J Coll Physicians Surg Pak. 2016 Oct;26(10):855-857.
A heart with two atriums but one ventricle, an anatomy with a unique physiology, is responsible for many creative surgical and interventional approaches in history. Different surgical techniques have been used to address this strange physiology of parallel circulation. All these attempts met with failure till the concept of Fontan circulation was described. Currently, controversy exists between multistage vs. single stage total cavopulmonary connections. Total cavopulmonary connection is the only definitive procedure performed to provide palliation for patients with complex congenital heart defects which cannot support a biventricular circulation. We report a case with tricuspid atresia with transposition of great arteries and pulmonary stenosis with persistant left-sided superior vena cava and functionally single ventricle. Patient successfully underwent single stage extra-cardiac total cavopulmonary connection. In this case, bilateral Glenn with extra-cardiac inferior vena cava to main pulmonary artery shunt was performed off-pump.

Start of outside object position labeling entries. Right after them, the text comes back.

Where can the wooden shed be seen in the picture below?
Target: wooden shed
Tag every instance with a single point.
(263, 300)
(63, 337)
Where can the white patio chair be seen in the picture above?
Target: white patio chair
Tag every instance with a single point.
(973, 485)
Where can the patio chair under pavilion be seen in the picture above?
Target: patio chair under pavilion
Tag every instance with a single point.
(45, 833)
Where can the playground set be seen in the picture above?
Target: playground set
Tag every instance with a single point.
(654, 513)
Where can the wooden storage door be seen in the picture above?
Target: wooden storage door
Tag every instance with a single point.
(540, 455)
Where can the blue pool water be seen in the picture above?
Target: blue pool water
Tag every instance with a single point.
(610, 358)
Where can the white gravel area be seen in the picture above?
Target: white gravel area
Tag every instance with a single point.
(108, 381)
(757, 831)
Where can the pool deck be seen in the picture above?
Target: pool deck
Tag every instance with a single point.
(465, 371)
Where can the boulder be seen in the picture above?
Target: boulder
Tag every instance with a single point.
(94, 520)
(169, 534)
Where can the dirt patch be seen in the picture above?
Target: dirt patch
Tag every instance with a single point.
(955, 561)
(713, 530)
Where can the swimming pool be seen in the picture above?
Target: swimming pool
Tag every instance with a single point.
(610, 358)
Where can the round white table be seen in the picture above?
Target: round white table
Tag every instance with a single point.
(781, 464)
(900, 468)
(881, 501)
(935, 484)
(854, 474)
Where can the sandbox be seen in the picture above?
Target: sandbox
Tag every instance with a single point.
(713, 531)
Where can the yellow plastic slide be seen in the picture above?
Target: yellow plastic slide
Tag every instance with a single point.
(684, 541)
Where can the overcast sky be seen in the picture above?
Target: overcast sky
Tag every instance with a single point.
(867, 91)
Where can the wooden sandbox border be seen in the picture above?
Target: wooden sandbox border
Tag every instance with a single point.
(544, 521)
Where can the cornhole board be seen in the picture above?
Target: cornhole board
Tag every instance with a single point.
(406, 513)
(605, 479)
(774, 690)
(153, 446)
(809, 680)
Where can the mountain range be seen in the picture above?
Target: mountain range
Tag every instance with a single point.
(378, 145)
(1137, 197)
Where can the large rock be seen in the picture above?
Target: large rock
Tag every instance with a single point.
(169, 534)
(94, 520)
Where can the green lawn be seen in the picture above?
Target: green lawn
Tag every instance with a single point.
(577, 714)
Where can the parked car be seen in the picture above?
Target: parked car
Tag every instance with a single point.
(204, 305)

一颗心脏有两个心房但只有一个心室,这种具有独特生理机能的解剖结构,在历史上催生了许多创新性的外科手术和介入治疗方法。不同的外科技术曾被用于应对这种并行循环的奇特生理机能。在“Fontan循环”概念被描述之前,所有这些尝试都以失败告终。目前,在多阶段与单阶段全腔静脉-肺动脉连接术之间存在争议。全腔静脉-肺动脉连接术是为无法支持双心室循环的复杂先天性心脏缺陷患者提供姑息治疗的唯一确定性手术。我们报告一例患有三尖瓣闭锁合并大动脉转位、肺动脉狭窄、永存左上腔静脉且功能单心室的病例。患者成功接受了单阶段心外全腔静脉-肺动脉连接术。在此病例中,在非体外循环下进行了双侧格林手术并附加心外下腔静脉至主肺动脉分流术。